Definite integral example: don't understand

[zeion]

Homework Statement

This is am example from my textbook

[tex] \int_{1}^{3} x^2 dx = 26/3 [/tex]

It then goes to define the arbitrary partition in [1,3] and maximum / minimum for each subinterval blah blah.. then it says

For each index i, 1 <= i <= n,

[tex] 3x_{i-1}^2 \leq x_{i-1}^2 + x_{i-1}x_i + x_i^2 \leq 3x_i^2 [/tex]

Homework Equations

The Attempt at a Solution

I'm totally lost about this.. why are the min / max of the interval multiplied by 3? How did the middle part get like that?
I've seen the last example of the identity function f(x) = x they can get a midpoint between the min / max then work with that.. but this is not the same.

 

[Dick]

x_(i-1)<x_i. Put every x in your expression x_(i-1)^2+x_i*x_(i-1)+x_i^2 to be x_(i-1). That gives you a lower bound. Now put them all to be x_i. That gives you an upper bound.

 

[zeion]

Huh..
I still don't get it.. how did that expression get there in the first place?
I put them to be [tex]x_i[/tex] and [tex]x_{i-1}[/tex] then I get [tex]3x_i^2[/tex] and [tex]3x_{i-1}^2[/tex]

 

[Dick]

How the expression got there is probably in the "blah, blah" part. I don't know how they are trying to work this problem. I'm just telling you where the 3's came from.

 

[zeion]

Ok this is exactly what it says:

Let P = [tex]{x_0, x_1, ... , x_n}[/tex] be an arbitrary partition of [1, 3]. On each subinterval [tex][x_{i-1}, x_i][/tex] the function [tex] f(x) = x^2[/tex] has a maximum [tex]M_i = x_i^2[/tex] and minimum [tex]m_i = x_{i-1}^2.[/tex]
It follows that [tex]U_f(P) = x_1^2\Delta x_1 + ... + x_n^2\Delta x_n[/tex]
and
[tex]L_f(P) = x_0^2\Delta x_1 + ... + x_{n-1}^2\Delta x_n[/tex]
and then it pops to the part I was asking about

For each index i, 1 <= i <= n,
[tex]
3x_{i-1}^2 \leq x_{i-1}^2 + x_{i-1}x_i + x_i^2 \leq 3x_i^2
[/tex]
(verify this)

 

[Dick]

Sorry, but I'm really not sure where they are going with that. But as far as the (verify this) part, I think you are ok. Where do they go from there?

 

[zeion]

.. then they just start to simplify it, they divide by 3 to all parts and then they multiply everything by delta x_i so the middle is bounded by the lower and upper sums.. and then the middle part simplifies to (1/3)(x_i^3 - x_(i-1)^3).. then they sum up all the index i 1 to n and the left part and right part becomes the lower and upper sums of the whole interval and the middle stuff becomes 26/3.. which is I guess the area under the curve from 1 to 3.

 

[Mark44]

Ok this is exactly what it says:

Let P = [tex]{x_0, x_1, ... , x_n}[/tex] be an arbitrary partition of [1, 3]. On each subinterval [tex][x_{i-1}, x_i][/tex] the function [tex] f(x) = x^2[/tex] has a maximum [tex]M_i = x_i^2[/tex] and minimum [tex]m_i = x_{i-1}^2.[/tex]
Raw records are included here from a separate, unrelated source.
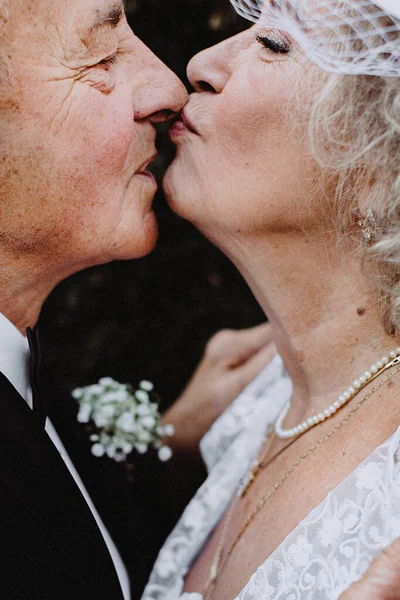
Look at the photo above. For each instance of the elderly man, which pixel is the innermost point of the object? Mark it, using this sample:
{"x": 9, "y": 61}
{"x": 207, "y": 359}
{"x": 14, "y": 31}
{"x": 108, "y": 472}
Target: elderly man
{"x": 79, "y": 97}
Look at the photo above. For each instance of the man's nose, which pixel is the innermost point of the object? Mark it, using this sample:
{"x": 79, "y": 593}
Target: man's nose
{"x": 163, "y": 95}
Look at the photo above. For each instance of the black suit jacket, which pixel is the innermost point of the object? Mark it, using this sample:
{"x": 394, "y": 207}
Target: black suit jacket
{"x": 50, "y": 545}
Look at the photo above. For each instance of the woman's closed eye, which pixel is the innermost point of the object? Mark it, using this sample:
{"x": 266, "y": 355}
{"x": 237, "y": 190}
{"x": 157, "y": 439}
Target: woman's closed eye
{"x": 274, "y": 43}
{"x": 108, "y": 62}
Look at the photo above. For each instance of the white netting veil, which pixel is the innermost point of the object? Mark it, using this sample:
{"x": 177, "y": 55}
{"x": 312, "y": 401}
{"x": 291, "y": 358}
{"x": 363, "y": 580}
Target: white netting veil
{"x": 357, "y": 37}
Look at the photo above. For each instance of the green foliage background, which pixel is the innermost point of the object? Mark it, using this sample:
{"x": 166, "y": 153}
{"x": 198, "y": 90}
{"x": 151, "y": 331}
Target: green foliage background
{"x": 148, "y": 318}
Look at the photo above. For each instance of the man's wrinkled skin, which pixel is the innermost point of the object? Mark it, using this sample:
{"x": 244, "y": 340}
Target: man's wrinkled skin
{"x": 77, "y": 112}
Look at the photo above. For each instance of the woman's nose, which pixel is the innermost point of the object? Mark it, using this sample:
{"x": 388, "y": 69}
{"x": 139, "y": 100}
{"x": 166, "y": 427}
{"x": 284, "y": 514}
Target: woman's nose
{"x": 211, "y": 69}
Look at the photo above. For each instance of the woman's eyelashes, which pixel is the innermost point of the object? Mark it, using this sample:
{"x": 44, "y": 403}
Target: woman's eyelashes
{"x": 274, "y": 44}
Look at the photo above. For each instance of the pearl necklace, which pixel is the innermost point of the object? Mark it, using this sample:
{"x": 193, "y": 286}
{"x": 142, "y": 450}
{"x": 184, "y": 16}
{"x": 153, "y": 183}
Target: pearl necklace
{"x": 358, "y": 384}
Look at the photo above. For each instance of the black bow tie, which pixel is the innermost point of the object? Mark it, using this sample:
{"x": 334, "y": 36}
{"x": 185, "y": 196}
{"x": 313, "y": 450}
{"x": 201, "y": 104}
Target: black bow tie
{"x": 41, "y": 399}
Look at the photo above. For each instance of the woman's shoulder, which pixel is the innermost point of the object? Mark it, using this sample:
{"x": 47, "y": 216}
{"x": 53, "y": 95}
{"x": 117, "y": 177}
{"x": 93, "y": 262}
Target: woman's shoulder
{"x": 267, "y": 393}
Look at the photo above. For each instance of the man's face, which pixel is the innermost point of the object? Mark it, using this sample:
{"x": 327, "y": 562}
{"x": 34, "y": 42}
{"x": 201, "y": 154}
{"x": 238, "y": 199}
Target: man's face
{"x": 76, "y": 133}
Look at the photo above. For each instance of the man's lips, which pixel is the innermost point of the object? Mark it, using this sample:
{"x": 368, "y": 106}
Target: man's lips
{"x": 186, "y": 120}
{"x": 182, "y": 124}
{"x": 143, "y": 168}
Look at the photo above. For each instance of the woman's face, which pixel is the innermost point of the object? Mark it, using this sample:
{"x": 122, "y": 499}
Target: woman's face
{"x": 243, "y": 164}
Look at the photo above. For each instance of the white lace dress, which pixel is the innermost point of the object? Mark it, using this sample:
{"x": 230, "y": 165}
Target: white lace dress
{"x": 330, "y": 549}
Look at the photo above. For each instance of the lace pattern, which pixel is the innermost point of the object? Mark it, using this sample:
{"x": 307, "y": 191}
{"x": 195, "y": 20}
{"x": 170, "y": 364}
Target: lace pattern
{"x": 330, "y": 549}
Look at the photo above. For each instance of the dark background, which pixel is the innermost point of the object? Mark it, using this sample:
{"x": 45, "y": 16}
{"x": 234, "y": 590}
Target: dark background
{"x": 148, "y": 318}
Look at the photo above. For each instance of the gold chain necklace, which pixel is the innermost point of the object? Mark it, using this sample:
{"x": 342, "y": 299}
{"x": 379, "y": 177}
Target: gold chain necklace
{"x": 216, "y": 567}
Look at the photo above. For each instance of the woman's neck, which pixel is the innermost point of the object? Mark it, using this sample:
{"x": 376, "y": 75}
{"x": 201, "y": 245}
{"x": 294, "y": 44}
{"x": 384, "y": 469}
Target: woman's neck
{"x": 325, "y": 314}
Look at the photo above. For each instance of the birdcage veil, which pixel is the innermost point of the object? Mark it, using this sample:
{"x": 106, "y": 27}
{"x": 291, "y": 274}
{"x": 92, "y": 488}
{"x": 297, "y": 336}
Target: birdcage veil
{"x": 357, "y": 37}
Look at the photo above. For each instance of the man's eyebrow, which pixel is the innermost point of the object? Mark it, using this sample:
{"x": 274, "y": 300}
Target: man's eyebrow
{"x": 110, "y": 15}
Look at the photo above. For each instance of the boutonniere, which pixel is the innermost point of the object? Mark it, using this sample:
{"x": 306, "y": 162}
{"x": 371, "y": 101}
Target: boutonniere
{"x": 125, "y": 419}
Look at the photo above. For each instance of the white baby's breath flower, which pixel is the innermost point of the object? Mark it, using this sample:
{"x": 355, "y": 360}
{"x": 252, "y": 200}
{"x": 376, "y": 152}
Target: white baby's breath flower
{"x": 142, "y": 396}
{"x": 144, "y": 410}
{"x": 141, "y": 448}
{"x": 98, "y": 450}
{"x": 126, "y": 419}
{"x": 147, "y": 386}
{"x": 168, "y": 430}
{"x": 107, "y": 382}
{"x": 149, "y": 422}
{"x": 126, "y": 422}
{"x": 164, "y": 453}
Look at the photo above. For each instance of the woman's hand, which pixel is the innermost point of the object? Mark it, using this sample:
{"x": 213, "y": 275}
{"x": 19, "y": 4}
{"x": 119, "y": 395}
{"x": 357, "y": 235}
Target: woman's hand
{"x": 232, "y": 359}
{"x": 381, "y": 581}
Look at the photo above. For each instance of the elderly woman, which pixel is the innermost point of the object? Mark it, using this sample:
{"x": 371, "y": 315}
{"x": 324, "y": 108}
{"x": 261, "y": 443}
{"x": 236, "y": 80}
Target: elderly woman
{"x": 288, "y": 159}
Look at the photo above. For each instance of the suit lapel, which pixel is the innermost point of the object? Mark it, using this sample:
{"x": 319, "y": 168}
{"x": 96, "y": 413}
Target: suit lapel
{"x": 32, "y": 469}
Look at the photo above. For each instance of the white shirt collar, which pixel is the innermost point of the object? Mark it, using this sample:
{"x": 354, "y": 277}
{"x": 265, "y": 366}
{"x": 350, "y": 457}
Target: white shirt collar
{"x": 14, "y": 356}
I'm not sure whether you understand this part. The function f is strictly increasing for x >= 0, so on each subinterval, the smallest function value comes at the left end -- x_{i - 1}, and the largest function value comes at the right end -- x_i.

It follows that [tex]U_f(P) = x_1^2\Delta x_1 + ... + x_n^2\Delta x_n[/tex]
and
[tex]L_f(P) = x_0^2\Delta x_1 + ... + x_{n-1}^2\Delta x_n[/tex]
and then it pops to the part I was asking about

For each index i, 1 <= i <= n,
[tex]
3x_{i-1}^2 \leq x_{i-1}^2 + x_{i-1}x_i + x_i^2 \leq 3x_i^2
[/tex]
(verify this)

Since x_{i -1} < x_i, x_{i - 1}² < x_i². A number that's between x_{i - 1}² and x_i² is x_{i - 1}x_i.

Now if you add these three expressions together, x_{i - 1}² + x_{i - 1}x_i + x_i², you get an expression that is greater than or equal to 3 times the smallest number, and less than or equal to 3 times the larger number.

Evidently they're going to do something with this fact, but what that is isn't apparent just yet.

 

[Dick]

Evidently they're going to do something with this fact, but what that is isn't apparent just yet.

Ohhh. I see where they are going with it, Mark44. If you multiply that expression by the interval lengths (x_i-x_(i-1)) you get an approximation to 3*I where I is the integral you are after. But if you multiply it out you get (x_i)^3-(x_(i-1))^3. This last expression is very easy to sum over i.

 

[zeion]

Okay so,
if a < b, then
a² < b ²
a² < ab < b²

and then

3a < a² + ab + b² < 3b ?

Is this some general inequality that I should know? Or are they just pulling this out of nowhere so to make things work out nicely in the end?

 

[Dick]

Okay so,
if a < b, then
a² < b ²
a² < ab < b²

and then

3a < a² + ab + b² < 3b ?

Is this some general inequality that I should know? Or are they just pulling this out of nowhere so to make things work out nicely in the end?

3a^2 < a² + ab + b² < 3b^2. It's not a general inequality you should know. They do know the integral of x^2 should come out to be. x^3/3. That expression happens to be handy because b^3-a^3=(b-a)*(a^2+ab+b^2). So, yes, in some sense they are "pulling this out of nowhere so to make things work out nicely in the end".